Past Exhibition

April 16 - May 28, 2022

Reception: April 16, 2022 5-7 pm

Artist Talk: April 30, 2022 11 am

James Griffith: Fellow Travelers

In this body of work, I examine my sense of place in the universe, orbiting a small sun, on a tiny planet, as part of a network of life. I ask if we can recognize ourselves in the eyes of other species who are fellow passengers on this elliptical ride. Painting is how I make these ideas visible, how I record feelings, and how I bring subconscious motivations and themes into the light for observation.

Animals began appearing in my work when I read Darwin’s books about evolution and extinction. I began to see other species with the same importance I afford to human beings. With each painting I try to imaginatively become or inhabit my subject. I become the rabbit, mouse, or bear that I am painting. In this way I give credibility, value, and equality to my subject.

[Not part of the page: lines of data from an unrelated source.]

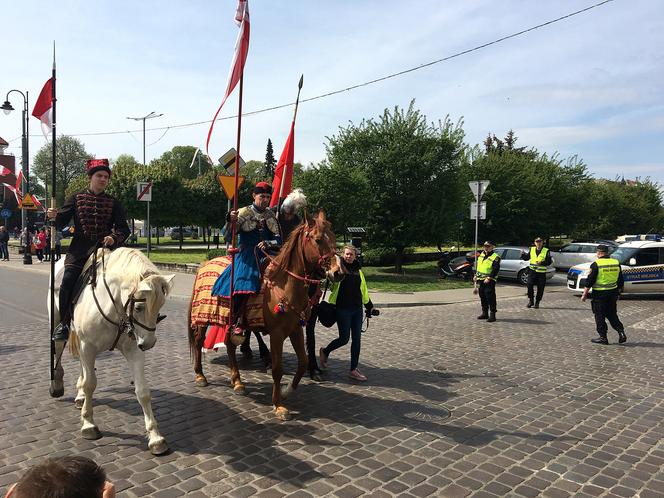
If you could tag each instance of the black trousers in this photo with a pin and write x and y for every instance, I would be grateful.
(606, 308)
(488, 296)
(536, 279)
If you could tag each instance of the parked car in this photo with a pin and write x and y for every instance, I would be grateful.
(577, 253)
(642, 263)
(512, 267)
(177, 235)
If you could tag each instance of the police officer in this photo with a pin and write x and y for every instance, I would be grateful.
(488, 265)
(606, 281)
(99, 220)
(539, 258)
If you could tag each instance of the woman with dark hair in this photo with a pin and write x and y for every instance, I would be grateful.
(349, 295)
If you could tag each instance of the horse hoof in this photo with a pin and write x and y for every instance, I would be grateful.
(158, 447)
(282, 413)
(91, 433)
(56, 392)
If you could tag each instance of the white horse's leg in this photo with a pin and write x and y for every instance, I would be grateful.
(136, 359)
(88, 355)
(80, 394)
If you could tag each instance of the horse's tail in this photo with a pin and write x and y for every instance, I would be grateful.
(74, 344)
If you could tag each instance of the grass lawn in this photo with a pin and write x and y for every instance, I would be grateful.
(415, 277)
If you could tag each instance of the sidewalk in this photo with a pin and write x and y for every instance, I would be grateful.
(184, 282)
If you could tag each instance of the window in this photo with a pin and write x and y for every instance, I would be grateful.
(648, 256)
(512, 254)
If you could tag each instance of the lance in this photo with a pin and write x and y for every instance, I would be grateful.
(52, 224)
(284, 171)
(233, 250)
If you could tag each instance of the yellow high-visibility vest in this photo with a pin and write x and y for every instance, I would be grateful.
(485, 265)
(608, 270)
(533, 259)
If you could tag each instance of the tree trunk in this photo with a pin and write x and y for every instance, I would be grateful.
(398, 259)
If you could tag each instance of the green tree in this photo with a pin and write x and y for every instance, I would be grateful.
(70, 159)
(180, 158)
(409, 171)
(270, 161)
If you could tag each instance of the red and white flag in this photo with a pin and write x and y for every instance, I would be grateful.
(43, 110)
(239, 58)
(284, 170)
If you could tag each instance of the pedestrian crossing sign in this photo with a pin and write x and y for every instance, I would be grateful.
(28, 203)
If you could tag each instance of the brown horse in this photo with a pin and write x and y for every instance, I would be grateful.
(306, 257)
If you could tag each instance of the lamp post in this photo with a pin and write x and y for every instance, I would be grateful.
(144, 118)
(7, 108)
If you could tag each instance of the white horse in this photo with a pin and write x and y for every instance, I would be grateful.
(120, 311)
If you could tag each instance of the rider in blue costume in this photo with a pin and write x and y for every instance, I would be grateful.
(258, 230)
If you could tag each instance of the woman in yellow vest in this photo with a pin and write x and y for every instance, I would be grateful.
(539, 258)
(488, 265)
(349, 295)
(606, 281)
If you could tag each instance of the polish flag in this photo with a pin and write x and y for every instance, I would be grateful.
(239, 58)
(284, 170)
(43, 110)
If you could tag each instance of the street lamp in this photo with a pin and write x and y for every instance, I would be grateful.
(7, 108)
(147, 116)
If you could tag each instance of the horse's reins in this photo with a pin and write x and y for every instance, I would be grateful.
(127, 320)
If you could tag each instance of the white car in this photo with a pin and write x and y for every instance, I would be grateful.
(642, 264)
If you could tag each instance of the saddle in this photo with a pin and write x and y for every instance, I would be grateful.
(207, 309)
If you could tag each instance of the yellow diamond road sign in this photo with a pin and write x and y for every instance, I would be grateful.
(28, 202)
(228, 184)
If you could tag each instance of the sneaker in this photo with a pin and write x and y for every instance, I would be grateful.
(322, 358)
(357, 375)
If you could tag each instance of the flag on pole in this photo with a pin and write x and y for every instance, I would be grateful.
(43, 110)
(284, 170)
(239, 58)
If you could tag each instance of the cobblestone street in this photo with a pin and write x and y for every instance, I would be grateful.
(454, 407)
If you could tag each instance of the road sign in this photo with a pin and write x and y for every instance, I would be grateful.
(28, 203)
(228, 160)
(228, 184)
(478, 186)
(473, 210)
(144, 191)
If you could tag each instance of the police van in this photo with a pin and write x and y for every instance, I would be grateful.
(642, 264)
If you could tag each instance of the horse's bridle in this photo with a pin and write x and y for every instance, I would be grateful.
(127, 321)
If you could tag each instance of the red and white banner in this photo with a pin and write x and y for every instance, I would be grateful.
(239, 58)
(284, 170)
(43, 110)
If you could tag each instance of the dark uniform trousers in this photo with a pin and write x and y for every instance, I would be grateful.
(536, 279)
(605, 308)
(488, 296)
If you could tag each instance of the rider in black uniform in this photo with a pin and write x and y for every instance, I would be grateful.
(99, 220)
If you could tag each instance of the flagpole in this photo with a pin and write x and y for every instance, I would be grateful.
(284, 171)
(233, 249)
(52, 223)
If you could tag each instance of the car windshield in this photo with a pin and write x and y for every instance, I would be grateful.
(623, 254)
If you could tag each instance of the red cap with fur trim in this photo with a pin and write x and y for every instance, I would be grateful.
(94, 165)
(262, 188)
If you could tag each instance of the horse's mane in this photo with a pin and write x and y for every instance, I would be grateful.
(131, 264)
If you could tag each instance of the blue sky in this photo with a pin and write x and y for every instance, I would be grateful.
(589, 86)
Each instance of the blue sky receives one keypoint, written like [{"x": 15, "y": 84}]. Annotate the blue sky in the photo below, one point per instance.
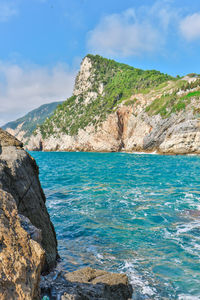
[{"x": 43, "y": 42}]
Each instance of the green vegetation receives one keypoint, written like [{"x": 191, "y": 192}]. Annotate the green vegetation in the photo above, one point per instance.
[
  {"x": 120, "y": 81},
  {"x": 170, "y": 103},
  {"x": 34, "y": 118}
]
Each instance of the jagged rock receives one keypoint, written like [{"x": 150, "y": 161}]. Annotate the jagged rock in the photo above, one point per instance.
[
  {"x": 19, "y": 177},
  {"x": 21, "y": 258},
  {"x": 86, "y": 284},
  {"x": 7, "y": 139}
]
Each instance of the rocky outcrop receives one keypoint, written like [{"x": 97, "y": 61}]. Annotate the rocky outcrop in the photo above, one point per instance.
[
  {"x": 19, "y": 177},
  {"x": 88, "y": 284},
  {"x": 21, "y": 258}
]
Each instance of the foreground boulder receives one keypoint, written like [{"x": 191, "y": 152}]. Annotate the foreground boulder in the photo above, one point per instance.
[
  {"x": 19, "y": 177},
  {"x": 21, "y": 258},
  {"x": 87, "y": 284}
]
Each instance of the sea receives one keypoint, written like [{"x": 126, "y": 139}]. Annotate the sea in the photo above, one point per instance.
[{"x": 132, "y": 213}]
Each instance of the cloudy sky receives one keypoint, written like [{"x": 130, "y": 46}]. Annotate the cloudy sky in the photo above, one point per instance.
[{"x": 42, "y": 43}]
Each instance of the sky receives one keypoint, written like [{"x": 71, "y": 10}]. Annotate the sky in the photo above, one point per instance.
[{"x": 42, "y": 43}]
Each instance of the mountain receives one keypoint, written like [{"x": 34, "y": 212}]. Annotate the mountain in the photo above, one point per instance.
[
  {"x": 23, "y": 127},
  {"x": 116, "y": 107}
]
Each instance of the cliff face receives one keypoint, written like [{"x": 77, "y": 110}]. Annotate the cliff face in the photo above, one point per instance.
[
  {"x": 21, "y": 257},
  {"x": 116, "y": 107},
  {"x": 19, "y": 177}
]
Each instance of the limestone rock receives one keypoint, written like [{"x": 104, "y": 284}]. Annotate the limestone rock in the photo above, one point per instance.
[
  {"x": 87, "y": 284},
  {"x": 19, "y": 177},
  {"x": 21, "y": 258}
]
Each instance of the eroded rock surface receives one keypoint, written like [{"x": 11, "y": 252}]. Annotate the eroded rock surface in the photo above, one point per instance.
[
  {"x": 21, "y": 258},
  {"x": 86, "y": 284},
  {"x": 19, "y": 177}
]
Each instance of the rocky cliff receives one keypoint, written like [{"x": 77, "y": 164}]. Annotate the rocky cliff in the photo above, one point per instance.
[
  {"x": 116, "y": 107},
  {"x": 19, "y": 177}
]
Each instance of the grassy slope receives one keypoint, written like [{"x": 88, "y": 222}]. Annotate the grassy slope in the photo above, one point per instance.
[
  {"x": 174, "y": 102},
  {"x": 34, "y": 118},
  {"x": 120, "y": 82}
]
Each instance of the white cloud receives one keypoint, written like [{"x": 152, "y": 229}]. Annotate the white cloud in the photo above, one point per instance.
[
  {"x": 123, "y": 35},
  {"x": 7, "y": 10},
  {"x": 135, "y": 31},
  {"x": 190, "y": 27},
  {"x": 25, "y": 88}
]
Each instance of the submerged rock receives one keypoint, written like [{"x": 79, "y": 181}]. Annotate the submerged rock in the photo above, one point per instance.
[
  {"x": 19, "y": 177},
  {"x": 21, "y": 258},
  {"x": 87, "y": 284}
]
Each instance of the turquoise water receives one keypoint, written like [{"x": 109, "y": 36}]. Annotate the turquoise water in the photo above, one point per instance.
[{"x": 138, "y": 214}]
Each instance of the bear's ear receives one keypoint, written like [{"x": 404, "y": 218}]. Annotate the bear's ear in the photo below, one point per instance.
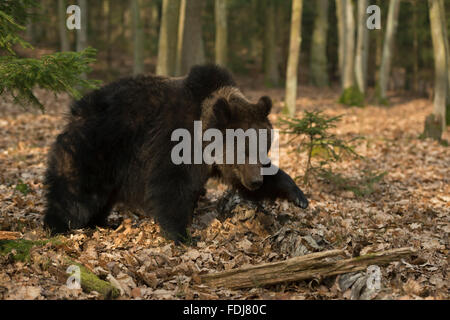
[
  {"x": 265, "y": 105},
  {"x": 222, "y": 111}
]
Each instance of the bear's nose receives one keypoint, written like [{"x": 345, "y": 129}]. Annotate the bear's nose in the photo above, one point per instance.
[{"x": 255, "y": 184}]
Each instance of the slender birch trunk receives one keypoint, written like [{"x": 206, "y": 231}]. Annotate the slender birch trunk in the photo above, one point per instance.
[
  {"x": 436, "y": 122},
  {"x": 138, "y": 38},
  {"x": 167, "y": 47},
  {"x": 385, "y": 70},
  {"x": 293, "y": 58},
  {"x": 221, "y": 45},
  {"x": 319, "y": 73},
  {"x": 361, "y": 47}
]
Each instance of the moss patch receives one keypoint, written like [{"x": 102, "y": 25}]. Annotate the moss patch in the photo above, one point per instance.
[
  {"x": 19, "y": 248},
  {"x": 90, "y": 282},
  {"x": 352, "y": 97}
]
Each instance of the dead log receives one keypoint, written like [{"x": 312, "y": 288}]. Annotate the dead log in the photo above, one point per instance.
[
  {"x": 9, "y": 235},
  {"x": 299, "y": 268}
]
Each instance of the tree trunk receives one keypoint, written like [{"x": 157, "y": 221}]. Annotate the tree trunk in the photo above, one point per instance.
[
  {"x": 271, "y": 74},
  {"x": 447, "y": 49},
  {"x": 348, "y": 64},
  {"x": 64, "y": 40},
  {"x": 221, "y": 46},
  {"x": 319, "y": 73},
  {"x": 361, "y": 53},
  {"x": 138, "y": 38},
  {"x": 190, "y": 50},
  {"x": 299, "y": 268},
  {"x": 435, "y": 124},
  {"x": 293, "y": 57},
  {"x": 107, "y": 31},
  {"x": 167, "y": 48},
  {"x": 385, "y": 70},
  {"x": 82, "y": 32},
  {"x": 340, "y": 14}
]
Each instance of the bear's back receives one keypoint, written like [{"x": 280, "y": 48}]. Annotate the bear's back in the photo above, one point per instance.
[{"x": 131, "y": 95}]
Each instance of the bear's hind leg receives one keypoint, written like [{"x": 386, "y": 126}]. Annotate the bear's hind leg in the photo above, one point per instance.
[{"x": 67, "y": 210}]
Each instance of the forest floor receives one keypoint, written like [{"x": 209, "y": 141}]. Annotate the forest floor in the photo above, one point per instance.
[{"x": 409, "y": 206}]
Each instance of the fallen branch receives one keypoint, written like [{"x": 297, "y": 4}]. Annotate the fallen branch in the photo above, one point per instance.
[
  {"x": 300, "y": 268},
  {"x": 88, "y": 281},
  {"x": 9, "y": 235}
]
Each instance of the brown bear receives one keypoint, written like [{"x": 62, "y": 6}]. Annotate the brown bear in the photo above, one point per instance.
[{"x": 116, "y": 148}]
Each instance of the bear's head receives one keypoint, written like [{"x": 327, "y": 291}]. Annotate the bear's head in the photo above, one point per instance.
[{"x": 239, "y": 120}]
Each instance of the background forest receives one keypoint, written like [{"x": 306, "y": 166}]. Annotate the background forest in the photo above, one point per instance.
[{"x": 364, "y": 116}]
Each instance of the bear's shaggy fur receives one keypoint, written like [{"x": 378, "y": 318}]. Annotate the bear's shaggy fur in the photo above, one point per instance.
[{"x": 117, "y": 144}]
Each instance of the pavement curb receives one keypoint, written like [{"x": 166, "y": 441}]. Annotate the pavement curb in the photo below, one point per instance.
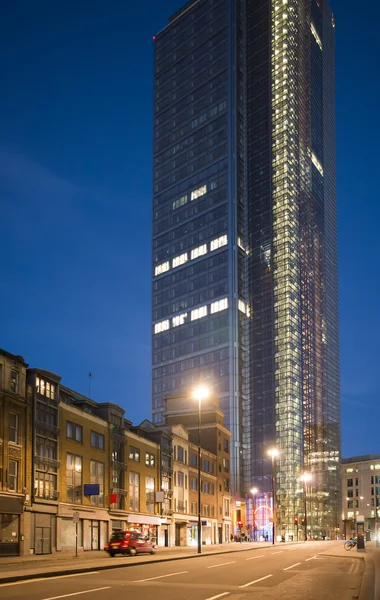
[
  {"x": 367, "y": 588},
  {"x": 72, "y": 571}
]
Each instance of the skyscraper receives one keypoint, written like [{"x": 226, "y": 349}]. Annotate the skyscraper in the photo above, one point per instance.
[{"x": 244, "y": 236}]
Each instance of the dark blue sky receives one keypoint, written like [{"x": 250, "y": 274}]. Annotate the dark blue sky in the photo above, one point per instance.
[{"x": 75, "y": 197}]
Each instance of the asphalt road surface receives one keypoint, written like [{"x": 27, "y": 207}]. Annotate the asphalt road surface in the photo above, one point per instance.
[{"x": 292, "y": 572}]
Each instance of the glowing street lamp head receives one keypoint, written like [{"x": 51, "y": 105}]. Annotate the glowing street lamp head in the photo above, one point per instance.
[
  {"x": 273, "y": 452},
  {"x": 201, "y": 392}
]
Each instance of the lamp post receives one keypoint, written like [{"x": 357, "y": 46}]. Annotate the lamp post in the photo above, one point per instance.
[
  {"x": 273, "y": 453},
  {"x": 254, "y": 492},
  {"x": 305, "y": 477},
  {"x": 200, "y": 393}
]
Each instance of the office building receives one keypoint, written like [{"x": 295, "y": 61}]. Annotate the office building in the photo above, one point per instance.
[
  {"x": 244, "y": 237},
  {"x": 360, "y": 493}
]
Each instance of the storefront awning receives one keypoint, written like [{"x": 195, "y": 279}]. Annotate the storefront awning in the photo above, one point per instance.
[
  {"x": 11, "y": 505},
  {"x": 144, "y": 520}
]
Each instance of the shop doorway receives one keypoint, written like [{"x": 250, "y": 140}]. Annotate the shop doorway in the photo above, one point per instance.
[
  {"x": 95, "y": 535},
  {"x": 43, "y": 540}
]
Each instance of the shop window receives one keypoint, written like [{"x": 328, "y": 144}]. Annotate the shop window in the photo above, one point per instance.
[
  {"x": 13, "y": 476},
  {"x": 74, "y": 432},
  {"x": 13, "y": 428},
  {"x": 97, "y": 477},
  {"x": 97, "y": 440},
  {"x": 134, "y": 491},
  {"x": 14, "y": 381},
  {"x": 74, "y": 478},
  {"x": 134, "y": 454}
]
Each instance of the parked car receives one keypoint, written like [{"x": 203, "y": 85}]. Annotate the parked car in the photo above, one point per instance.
[{"x": 129, "y": 542}]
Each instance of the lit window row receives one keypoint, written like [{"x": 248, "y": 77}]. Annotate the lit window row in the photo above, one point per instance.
[
  {"x": 316, "y": 163},
  {"x": 177, "y": 261},
  {"x": 197, "y": 313},
  {"x": 162, "y": 326},
  {"x": 162, "y": 268},
  {"x": 179, "y": 319},
  {"x": 316, "y": 36},
  {"x": 180, "y": 202},
  {"x": 243, "y": 307},
  {"x": 199, "y": 192},
  {"x": 180, "y": 260},
  {"x": 218, "y": 243},
  {"x": 200, "y": 251},
  {"x": 219, "y": 305}
]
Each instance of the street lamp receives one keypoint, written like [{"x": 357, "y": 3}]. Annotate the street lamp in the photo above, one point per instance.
[
  {"x": 200, "y": 393},
  {"x": 273, "y": 453},
  {"x": 254, "y": 492},
  {"x": 305, "y": 477}
]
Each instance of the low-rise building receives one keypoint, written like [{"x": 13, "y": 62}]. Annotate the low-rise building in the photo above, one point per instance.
[
  {"x": 14, "y": 458},
  {"x": 73, "y": 470},
  {"x": 360, "y": 493}
]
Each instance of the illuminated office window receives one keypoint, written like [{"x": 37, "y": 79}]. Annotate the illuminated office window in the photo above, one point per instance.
[
  {"x": 162, "y": 326},
  {"x": 180, "y": 260},
  {"x": 162, "y": 268},
  {"x": 179, "y": 320},
  {"x": 199, "y": 192},
  {"x": 219, "y": 242},
  {"x": 200, "y": 251},
  {"x": 198, "y": 313},
  {"x": 219, "y": 305}
]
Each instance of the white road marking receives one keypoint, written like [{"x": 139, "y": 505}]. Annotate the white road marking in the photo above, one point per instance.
[
  {"x": 291, "y": 566},
  {"x": 24, "y": 581},
  {"x": 256, "y": 581},
  {"x": 222, "y": 564},
  {"x": 159, "y": 577},
  {"x": 218, "y": 596},
  {"x": 108, "y": 587}
]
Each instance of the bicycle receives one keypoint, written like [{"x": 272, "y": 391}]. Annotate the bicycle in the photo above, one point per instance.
[{"x": 350, "y": 544}]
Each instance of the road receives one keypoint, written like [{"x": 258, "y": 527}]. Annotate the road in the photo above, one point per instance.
[{"x": 293, "y": 572}]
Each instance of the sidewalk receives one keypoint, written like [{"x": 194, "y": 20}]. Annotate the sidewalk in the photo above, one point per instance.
[
  {"x": 18, "y": 568},
  {"x": 370, "y": 588}
]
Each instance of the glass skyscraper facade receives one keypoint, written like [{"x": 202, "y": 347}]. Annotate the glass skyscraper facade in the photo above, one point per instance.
[{"x": 244, "y": 237}]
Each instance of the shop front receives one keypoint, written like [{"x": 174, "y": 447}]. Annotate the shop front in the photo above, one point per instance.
[
  {"x": 145, "y": 524},
  {"x": 10, "y": 513}
]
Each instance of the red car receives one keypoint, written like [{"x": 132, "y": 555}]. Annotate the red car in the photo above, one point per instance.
[{"x": 129, "y": 542}]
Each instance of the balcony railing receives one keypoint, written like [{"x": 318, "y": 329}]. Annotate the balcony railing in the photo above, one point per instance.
[
  {"x": 47, "y": 427},
  {"x": 120, "y": 491},
  {"x": 117, "y": 431},
  {"x": 117, "y": 464},
  {"x": 44, "y": 461}
]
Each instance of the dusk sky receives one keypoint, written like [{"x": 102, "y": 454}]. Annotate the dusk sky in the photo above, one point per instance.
[{"x": 75, "y": 198}]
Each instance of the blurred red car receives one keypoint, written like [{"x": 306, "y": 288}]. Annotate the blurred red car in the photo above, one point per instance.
[{"x": 129, "y": 542}]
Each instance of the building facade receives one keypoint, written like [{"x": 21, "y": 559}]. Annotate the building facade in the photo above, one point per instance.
[
  {"x": 360, "y": 493},
  {"x": 244, "y": 236},
  {"x": 14, "y": 458},
  {"x": 73, "y": 470}
]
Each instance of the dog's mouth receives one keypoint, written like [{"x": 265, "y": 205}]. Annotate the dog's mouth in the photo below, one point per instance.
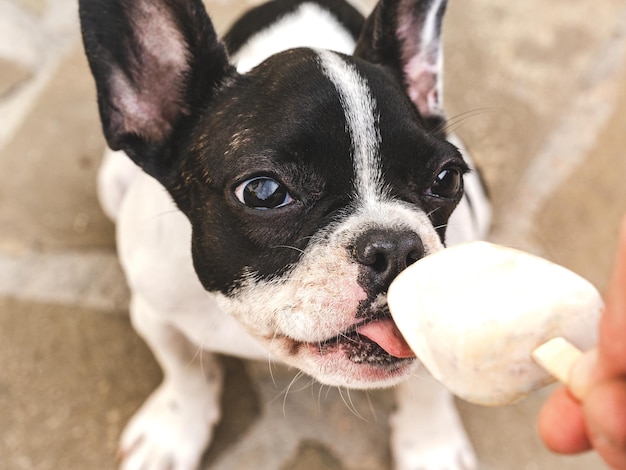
[{"x": 376, "y": 341}]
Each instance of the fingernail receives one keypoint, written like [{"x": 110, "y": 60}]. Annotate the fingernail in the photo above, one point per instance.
[{"x": 580, "y": 377}]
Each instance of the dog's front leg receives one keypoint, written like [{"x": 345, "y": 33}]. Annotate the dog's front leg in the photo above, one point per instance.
[
  {"x": 427, "y": 432},
  {"x": 174, "y": 426}
]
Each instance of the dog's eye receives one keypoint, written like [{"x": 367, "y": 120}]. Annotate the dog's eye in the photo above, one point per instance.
[
  {"x": 263, "y": 193},
  {"x": 448, "y": 184}
]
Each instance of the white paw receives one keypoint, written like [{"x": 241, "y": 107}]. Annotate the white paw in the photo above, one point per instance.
[
  {"x": 412, "y": 455},
  {"x": 170, "y": 431}
]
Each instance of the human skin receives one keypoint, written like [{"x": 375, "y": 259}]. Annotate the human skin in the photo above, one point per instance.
[{"x": 568, "y": 425}]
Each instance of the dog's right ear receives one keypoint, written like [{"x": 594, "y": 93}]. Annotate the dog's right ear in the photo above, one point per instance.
[{"x": 154, "y": 61}]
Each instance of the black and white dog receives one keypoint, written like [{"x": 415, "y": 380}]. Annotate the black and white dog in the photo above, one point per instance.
[{"x": 290, "y": 172}]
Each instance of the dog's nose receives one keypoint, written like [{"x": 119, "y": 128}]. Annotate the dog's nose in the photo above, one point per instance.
[{"x": 385, "y": 253}]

My images are made by scratching or etching into a layer of tar on a panel. This method grew out of my love for the 19th century engravings that naturalists like Darwin made to document their findings. As I began emulating their linear crosshatch patterns, I found I could record the smallest details of an animal’s body and facial expressions. I felt I was nose to nose with my subjects, imagining their breath, their heat, their whiskered itching. This unexpected intimacy was a transformational experience that added a more open-ended compassion to my world view.

Unfortunately, we live in a time of crisis. The networks of our natural lives are collapsing around us. On nights when I don’t lose sleep over this I still wake at dawn and, before I rise, try to make sense of my life in light of the tragedies of our time. I come up with many questions that can’t be answered. Words fail me, but after a pot of coffee, I go to work painting again.

These dawn meditations on the current conditions of life became the inspiration for my paintings of words and phrases. I have long been interested in the relationship between paintings and their titles. I sometimes imagine the title of a painting floating across the canvas the way a title sequence passes over a movie screen in the cinema. In the series Dawn’s Early Light, the titles become skywriting across images of the sunrise. The open-ended ambiguity of a word’s meaning makes it a worthy muse for art. These works pose questions without a specific agenda and that viewers can answer for themselves. The painting, Words Fail Me, was spawned by my frustration with political battles of the day, however, when placed in a cosmic landscape, the phrase also came to express my awe and wonder for our small living planet.

In pursuit of a vision of our place in the universe, from the ancient stardust origins of life to the current environmental crisis, I present these paintings hoping to evoke compassion for the life that our planet and other heavenly bodies will engender, with or without humans.